Portland City Commissioner
- In office January 1, 1997 – December 31, 2004
- Preceded by: Mike Lindberg
- Succeeded by: Sam Adams

Personal details
- Born: 1953 (age 72–73)

= Jim Francesconi =

American lawyer and politician (born 1953)

Jim Francesconi (born 1953) is an American lawyer and politician who served on the Portland, Oregon City Council from 1997 until 2004. In 2004 he raised $1.3 million in his bid for mayor of Portland, more than doubling the previous fund-raising record for the position of $600,000, set by Earl Blumenauer in 1992. Francesconi lost the election to Tom Potter, a former police chief who placed strict limits on contributions to his own campaign ($25 in the primary election, $100 in the general election), and who ultimately spent less than a tenth of what Francesconi did on the campaign.

==Career==
Francesconi was elected city commissioner in 1996. In the primary election, he finished with 27.05% of the vote, advancing to the general election against Gail Shibley. He won in the general with 53% of the vote. Francesconi was re-elected in 2000, unopposed.
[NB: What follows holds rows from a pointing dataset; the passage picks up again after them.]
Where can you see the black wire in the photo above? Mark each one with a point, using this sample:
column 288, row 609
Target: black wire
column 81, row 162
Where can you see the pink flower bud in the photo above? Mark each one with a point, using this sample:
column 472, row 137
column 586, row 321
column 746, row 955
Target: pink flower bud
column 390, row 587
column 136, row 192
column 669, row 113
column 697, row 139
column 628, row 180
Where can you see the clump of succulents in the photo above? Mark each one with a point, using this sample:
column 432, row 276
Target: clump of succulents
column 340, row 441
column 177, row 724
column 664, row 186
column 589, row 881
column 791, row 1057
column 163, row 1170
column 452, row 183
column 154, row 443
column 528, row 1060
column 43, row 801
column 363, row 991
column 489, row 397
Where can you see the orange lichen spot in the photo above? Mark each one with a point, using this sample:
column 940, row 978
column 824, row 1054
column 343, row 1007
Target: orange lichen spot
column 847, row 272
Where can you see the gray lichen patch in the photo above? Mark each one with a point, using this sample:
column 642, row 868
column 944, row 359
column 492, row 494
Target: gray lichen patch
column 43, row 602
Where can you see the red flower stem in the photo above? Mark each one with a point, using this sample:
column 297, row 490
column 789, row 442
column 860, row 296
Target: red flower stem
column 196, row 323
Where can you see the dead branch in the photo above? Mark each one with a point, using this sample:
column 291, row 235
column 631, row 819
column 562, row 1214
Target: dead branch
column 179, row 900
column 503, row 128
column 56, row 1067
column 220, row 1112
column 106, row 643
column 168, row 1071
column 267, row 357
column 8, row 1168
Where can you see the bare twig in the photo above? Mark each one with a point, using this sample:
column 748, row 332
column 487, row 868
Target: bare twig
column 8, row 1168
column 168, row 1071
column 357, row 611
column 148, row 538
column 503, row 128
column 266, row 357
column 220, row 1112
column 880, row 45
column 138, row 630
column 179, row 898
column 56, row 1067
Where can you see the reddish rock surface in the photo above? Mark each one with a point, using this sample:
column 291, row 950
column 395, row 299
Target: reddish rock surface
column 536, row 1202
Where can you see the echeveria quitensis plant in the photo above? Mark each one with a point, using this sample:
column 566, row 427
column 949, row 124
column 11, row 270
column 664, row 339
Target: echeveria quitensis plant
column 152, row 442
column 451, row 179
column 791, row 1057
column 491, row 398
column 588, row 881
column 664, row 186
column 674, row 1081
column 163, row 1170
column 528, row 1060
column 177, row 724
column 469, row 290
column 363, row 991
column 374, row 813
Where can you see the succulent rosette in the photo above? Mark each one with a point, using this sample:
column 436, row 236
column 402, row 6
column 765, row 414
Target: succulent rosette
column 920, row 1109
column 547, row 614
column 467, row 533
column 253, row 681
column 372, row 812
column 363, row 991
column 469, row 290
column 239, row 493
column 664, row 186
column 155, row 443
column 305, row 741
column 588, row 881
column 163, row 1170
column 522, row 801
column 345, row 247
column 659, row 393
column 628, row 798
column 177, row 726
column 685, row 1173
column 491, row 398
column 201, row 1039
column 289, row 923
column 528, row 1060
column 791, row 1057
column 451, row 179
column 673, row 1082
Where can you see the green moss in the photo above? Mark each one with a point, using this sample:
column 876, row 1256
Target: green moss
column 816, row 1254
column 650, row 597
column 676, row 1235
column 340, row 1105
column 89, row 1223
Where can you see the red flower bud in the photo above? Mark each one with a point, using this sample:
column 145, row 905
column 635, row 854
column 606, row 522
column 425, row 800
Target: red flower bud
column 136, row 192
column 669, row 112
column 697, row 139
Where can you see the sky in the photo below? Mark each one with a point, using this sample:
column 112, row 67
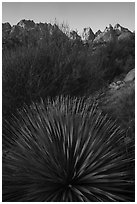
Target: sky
column 77, row 15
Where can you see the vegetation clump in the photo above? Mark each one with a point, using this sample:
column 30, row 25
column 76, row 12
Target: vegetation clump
column 63, row 155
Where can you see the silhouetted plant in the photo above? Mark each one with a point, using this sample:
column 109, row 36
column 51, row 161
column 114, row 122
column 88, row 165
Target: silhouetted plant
column 66, row 151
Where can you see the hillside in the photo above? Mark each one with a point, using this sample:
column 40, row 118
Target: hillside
column 70, row 88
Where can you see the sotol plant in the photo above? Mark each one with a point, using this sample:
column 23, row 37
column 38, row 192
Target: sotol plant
column 66, row 151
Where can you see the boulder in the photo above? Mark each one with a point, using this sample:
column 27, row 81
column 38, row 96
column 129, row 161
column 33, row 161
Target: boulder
column 130, row 76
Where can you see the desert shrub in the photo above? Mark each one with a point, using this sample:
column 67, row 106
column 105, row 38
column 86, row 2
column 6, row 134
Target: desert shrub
column 121, row 105
column 64, row 153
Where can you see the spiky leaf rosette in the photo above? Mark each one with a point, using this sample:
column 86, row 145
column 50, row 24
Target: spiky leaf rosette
column 62, row 156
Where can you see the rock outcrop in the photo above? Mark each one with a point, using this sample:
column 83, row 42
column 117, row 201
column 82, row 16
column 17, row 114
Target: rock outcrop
column 74, row 35
column 130, row 76
column 112, row 34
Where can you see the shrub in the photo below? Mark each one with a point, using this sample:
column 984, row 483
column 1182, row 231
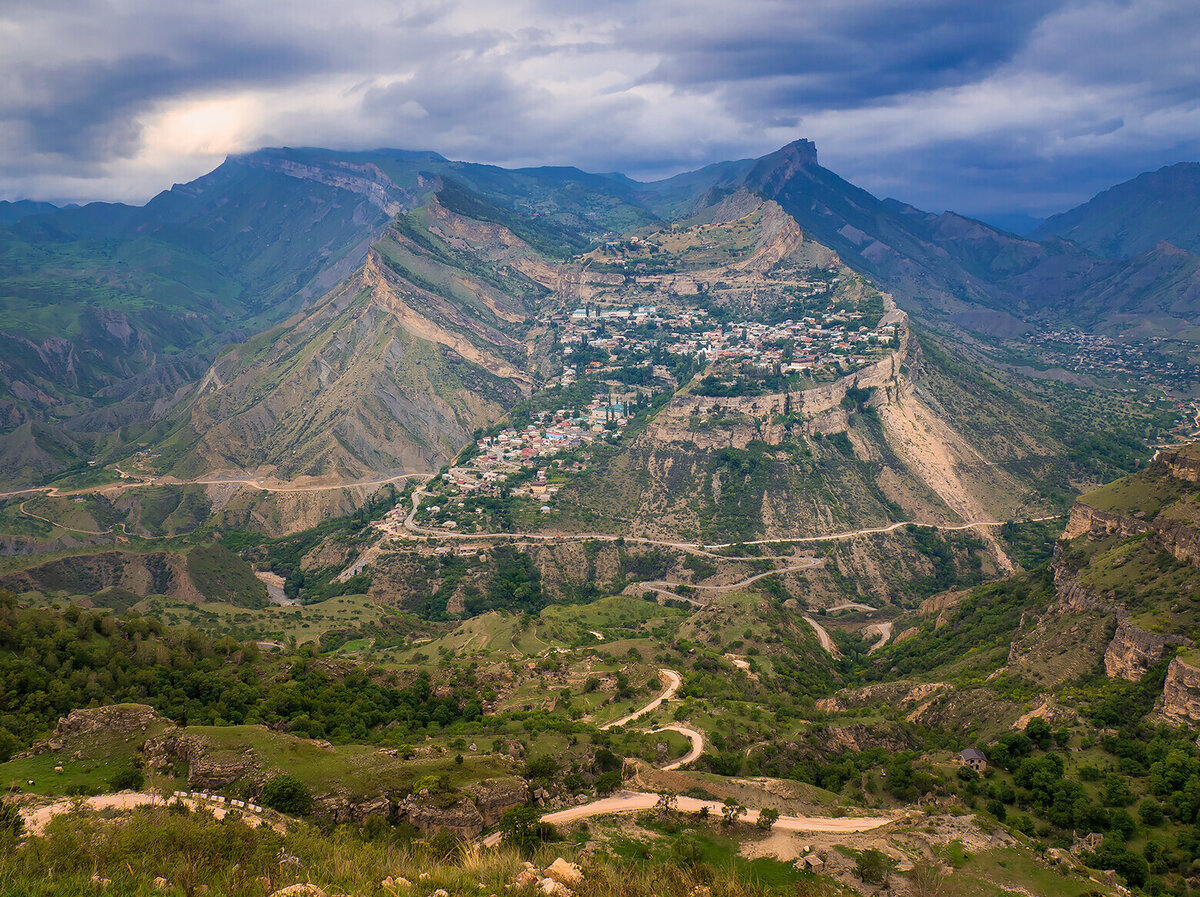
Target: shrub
column 287, row 794
column 127, row 778
column 609, row 782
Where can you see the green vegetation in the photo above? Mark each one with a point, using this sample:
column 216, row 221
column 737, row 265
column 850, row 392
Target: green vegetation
column 223, row 576
column 53, row 662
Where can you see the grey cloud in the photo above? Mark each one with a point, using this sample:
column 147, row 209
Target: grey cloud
column 647, row 88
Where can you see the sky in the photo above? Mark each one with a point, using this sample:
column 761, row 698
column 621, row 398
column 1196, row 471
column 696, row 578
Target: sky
column 994, row 109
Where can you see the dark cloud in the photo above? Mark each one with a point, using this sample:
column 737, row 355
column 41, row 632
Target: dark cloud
column 1026, row 106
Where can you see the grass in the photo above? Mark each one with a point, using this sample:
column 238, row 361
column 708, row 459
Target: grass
column 305, row 622
column 1019, row 871
column 101, row 756
column 361, row 770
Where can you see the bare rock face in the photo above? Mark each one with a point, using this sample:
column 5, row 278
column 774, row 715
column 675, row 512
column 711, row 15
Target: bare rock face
column 1132, row 651
column 1092, row 521
column 1181, row 465
column 207, row 769
column 119, row 718
column 342, row 808
column 426, row 813
column 1181, row 692
column 496, row 796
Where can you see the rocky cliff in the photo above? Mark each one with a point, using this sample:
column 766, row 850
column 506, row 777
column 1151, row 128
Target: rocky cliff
column 1171, row 535
column 1181, row 692
column 1181, row 463
column 1133, row 651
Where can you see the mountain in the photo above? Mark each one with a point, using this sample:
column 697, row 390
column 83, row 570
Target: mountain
column 12, row 212
column 390, row 372
column 352, row 317
column 1134, row 217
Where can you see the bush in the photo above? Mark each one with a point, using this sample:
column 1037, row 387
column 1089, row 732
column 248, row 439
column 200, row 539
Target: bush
column 287, row 794
column 544, row 766
column 129, row 778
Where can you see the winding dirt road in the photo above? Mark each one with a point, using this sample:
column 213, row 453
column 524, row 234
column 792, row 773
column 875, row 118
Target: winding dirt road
column 672, row 680
column 823, row 637
column 635, row 801
column 697, row 746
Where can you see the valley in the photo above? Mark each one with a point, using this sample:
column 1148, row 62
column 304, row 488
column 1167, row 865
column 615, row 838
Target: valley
column 738, row 524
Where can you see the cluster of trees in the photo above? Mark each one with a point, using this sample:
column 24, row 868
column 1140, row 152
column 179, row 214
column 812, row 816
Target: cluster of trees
column 52, row 662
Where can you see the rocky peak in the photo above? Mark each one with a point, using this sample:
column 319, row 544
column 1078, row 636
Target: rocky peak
column 773, row 172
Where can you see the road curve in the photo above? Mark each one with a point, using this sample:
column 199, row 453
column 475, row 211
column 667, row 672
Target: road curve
column 673, row 681
column 665, row 588
column 633, row 801
column 697, row 746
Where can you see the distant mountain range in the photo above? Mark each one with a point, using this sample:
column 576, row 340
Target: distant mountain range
column 268, row 272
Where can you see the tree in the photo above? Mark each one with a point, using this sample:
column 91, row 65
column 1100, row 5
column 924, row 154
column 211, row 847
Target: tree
column 731, row 811
column 1038, row 730
column 287, row 794
column 767, row 818
column 519, row 829
column 928, row 880
column 873, row 866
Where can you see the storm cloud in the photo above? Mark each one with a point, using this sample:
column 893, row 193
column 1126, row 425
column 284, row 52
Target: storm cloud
column 990, row 109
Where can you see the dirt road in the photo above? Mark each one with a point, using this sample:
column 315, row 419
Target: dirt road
column 822, row 637
column 673, row 681
column 697, row 746
column 633, row 801
column 666, row 588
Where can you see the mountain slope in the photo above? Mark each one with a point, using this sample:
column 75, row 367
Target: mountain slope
column 1135, row 216
column 388, row 373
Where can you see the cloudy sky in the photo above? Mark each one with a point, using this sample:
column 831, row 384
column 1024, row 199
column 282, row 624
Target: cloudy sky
column 1021, row 107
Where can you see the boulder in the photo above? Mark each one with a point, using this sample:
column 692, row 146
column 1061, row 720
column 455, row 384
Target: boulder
column 460, row 817
column 303, row 890
column 568, row 873
column 119, row 718
column 496, row 796
column 555, row 889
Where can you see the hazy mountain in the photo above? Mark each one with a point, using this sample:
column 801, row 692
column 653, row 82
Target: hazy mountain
column 12, row 212
column 1135, row 216
column 111, row 313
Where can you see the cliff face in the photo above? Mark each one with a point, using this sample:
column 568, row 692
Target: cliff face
column 1181, row 464
column 1181, row 692
column 1085, row 519
column 1174, row 536
column 1133, row 651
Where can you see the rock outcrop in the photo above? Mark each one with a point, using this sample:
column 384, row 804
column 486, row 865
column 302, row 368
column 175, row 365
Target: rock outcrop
column 430, row 816
column 1085, row 519
column 1181, row 692
column 496, row 796
column 1133, row 651
column 115, row 718
column 1182, row 464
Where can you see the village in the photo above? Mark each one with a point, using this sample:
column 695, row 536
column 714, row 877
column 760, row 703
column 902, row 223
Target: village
column 617, row 360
In 2004, he ran for mayor of Portland, raising an unprecedented $1 million for the primary election. He finished second in the primary election, and lost to Tom Potter in the general election, receiving 38% of votes to Potter's 61%. In 2011, The Oregonian described Francesconi's mayoral campaign as "the worst big-time campaign in modern Portland history." Francesconi said, "I look back on that campaign, and I'm embarrassed. I let myself be painted as the insider. I let myself become the insider."

In 2006, after leaving Portland City Council, Francesconi, who had previously served as Portland's commissioner of Portland Parks & Recreation, the city's parks department, joined the law firm Haglund, Kelley, Horngren & Jones. One of his clients in that position was Warner Pacific College, which he represented in its bid to purchase a nine-acre parcel of city property adjoining its campus. The parcel is adjoined to Mount Tabor Park, and serves as the maintenance facility for the city's parks system. The deal fell through when the local neighborhood association learned about the negotiations.

In spring 2011, Francesconi considered a comeback bid for the 2012 Portland, Oregon mayoral election. He ultimately did not enter the race.

In 2014, Francesconi ran for Multnomah county chair. He lost to Deborah Kafoury in the primary election.